We are discussing this via a digital medium. To a certain extent, that
will force a certain amount of digital photography to be used.
Specifically, if we want to share our images with the hundreds (how many
current members are there? George?) of members of this list, the only
practical method requires a digital version of the image. So some
discussion of digital matters is a necessary evil.
Over all, the digital discussions tend to be short lived. (The "what
kind of scanner should I get?" and "Does xyz ink process make good B&W
inkjet prints?" threads don't last much more than a week, usually.) With
proper subject lines they can be skipped by those not interested.
I have no access to a darkroom. I wish I did. (I practically lived in
the darkroom during college, in the mid 1970s...) As a result, the
digital darkroom is my only alternative. I am not yet happy with my
current scanning and printing hardware, so I don't use it for PRINTING
my pinhole shots (which are mostly on Polaroid). I use scanning to share
pinhole images, though.
Mike Vande Bunt
I Zarkov wrote:
Lisa has expressed exactly my apprehensions about what I read here
daily about the marriage of the digital with the pinhole. I began
doing pinhole 12 years ago because I was already at that point
disgusted with the critical discourse that was then emerging as to how
digital imagery would replace film and what the inherent nature of the
photographic art was, if indeed there is such a thing as an 'inherent'
nature of this process of image making.
There seem to be multiple issues implicit within this discussion: the
nature of the recording matrix, film vs. hard drives & memory sticks,
the medium of display: paper vs. cathode ray tubes; the capture
device: lenses vs pinhole; as well as ink vs light sensitive salts,
photons vs 0's & 1's, Pythagoreans vs Neo-Platonists [well, maybe]

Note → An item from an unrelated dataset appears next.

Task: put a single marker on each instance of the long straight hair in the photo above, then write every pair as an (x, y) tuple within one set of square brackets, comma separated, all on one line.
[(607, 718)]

alchemists vs. positivists.
While I understand entirely the allure that the digital choice offers,
I've never been able to shake the feeling that the prime reason for my
doing pinhole work was to restore the 'aura' to the photographic print
that Walter Benjamin says was lost to photography in his essay "The
Work of Art in the Age of Mechanical Reproduction" There is nothing
about using digital media that reinvests the print with that sense of
the unique that chemical image making allows, especially when one is
involved with elaborate bleaching and toning 'post-processing' of the
print.
I feel that the fundamental difference between digital and wet
photography has more to do with our understanding of and complicity
with time in the art-making process more than the media of
reproduction and that digital manipulation of images further subverts
a correspondence relationship between an external world and what is
presented as a photographic truth.
The conundrum to all of this discussion is that this
dialogue/disagreement would not be possible without our computers,
networks, CRT's or plasma screens and software galore. It's too darn
hard to throw a 'sabot' into the CD-ROM drive.